The Republicans are not, however, the only group in Washington. It is important to remember that the last two Secretaries of State under President Obama, Hillary Clinton and John Kerry, voted for the Iraq war. Clinton is a favorite for the Democratic nomination in 2016 and Secretary of State Kerry was President Bush’s opponent in 2004. It is clearly not a party issue.

The victims from Eisenhower’s quote are obvious as well. President Eisenhower himself identifies them as, “[T]hose who hunger and are not fed, those who are cold and not clothed.” While that seems like a nebulous group of people we can narrow it down to statistics that the government actually keeps.

According to the Census Bureau in September 2013, after accounting for government programs and assistance, differences in price levels due to geographic area, and size of family, the U.S. poverty rate is 16.1%. The World Bank estimates that there are 313.9 million people living in the United States of America.
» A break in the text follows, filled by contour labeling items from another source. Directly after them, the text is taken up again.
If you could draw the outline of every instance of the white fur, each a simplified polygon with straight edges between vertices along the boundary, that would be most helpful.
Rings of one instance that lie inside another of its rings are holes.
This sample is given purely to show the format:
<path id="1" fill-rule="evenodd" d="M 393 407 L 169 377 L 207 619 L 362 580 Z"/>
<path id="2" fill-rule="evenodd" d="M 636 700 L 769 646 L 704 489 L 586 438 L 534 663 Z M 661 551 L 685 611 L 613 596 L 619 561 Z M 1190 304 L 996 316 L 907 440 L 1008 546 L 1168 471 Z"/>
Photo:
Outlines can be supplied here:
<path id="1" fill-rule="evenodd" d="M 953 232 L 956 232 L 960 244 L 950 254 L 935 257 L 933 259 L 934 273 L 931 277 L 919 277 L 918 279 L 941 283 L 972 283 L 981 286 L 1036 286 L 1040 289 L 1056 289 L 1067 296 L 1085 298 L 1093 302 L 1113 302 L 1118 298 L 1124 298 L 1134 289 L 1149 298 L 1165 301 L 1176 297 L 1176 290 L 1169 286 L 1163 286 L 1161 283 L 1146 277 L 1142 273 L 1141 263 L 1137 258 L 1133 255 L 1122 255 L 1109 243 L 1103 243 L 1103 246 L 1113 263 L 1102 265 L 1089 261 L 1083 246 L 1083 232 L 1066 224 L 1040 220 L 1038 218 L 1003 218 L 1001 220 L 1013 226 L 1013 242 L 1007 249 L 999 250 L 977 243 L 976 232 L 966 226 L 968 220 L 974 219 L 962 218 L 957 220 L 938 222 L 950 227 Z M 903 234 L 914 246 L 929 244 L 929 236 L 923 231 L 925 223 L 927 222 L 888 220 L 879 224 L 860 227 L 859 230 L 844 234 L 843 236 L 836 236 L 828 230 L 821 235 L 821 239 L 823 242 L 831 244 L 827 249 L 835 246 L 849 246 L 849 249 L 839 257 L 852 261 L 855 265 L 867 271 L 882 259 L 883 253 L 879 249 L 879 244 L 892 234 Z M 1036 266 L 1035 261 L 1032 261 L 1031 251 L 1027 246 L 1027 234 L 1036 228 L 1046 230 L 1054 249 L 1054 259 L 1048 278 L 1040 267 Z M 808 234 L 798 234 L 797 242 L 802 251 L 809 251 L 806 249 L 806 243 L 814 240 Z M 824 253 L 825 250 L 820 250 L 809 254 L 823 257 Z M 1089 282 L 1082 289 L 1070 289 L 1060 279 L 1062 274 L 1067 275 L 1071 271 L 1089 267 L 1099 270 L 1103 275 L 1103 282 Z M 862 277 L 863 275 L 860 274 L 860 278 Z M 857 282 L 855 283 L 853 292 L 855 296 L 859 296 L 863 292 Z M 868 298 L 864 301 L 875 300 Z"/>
Simple arithmetic puts the figure at 50.5379 million Americans who are being robbed.

So when legislators argue that we need to cut the budgets and reign in spending on “superfluous” programs like food stamps, unemployment benefits, Medicaid, Medicare, social security, or subsidized housing I wonder where they found the 3 trillion dollars for a war whose case was at best “thin”. And yes, 3 trillion is the low-ball number calculated by Joseph Stiglitz, a former chief economist for the World Bank and Nobel Prize winner in Economics. High-ball estimates run all the way up to 6 trillion dollars.

According to President Eisenhower, 3 trillion dollars have been plundered; plundered from some 50 million impoverished Americans and 32,239 injured soldiers. That is $59,358.76 dollars for each of them; keep in mind that the average annual wage in the U.S. is $55,000. 3 trillion dollars have been withheld from 50,540,139 impoverished people. The victims in this situation are clear.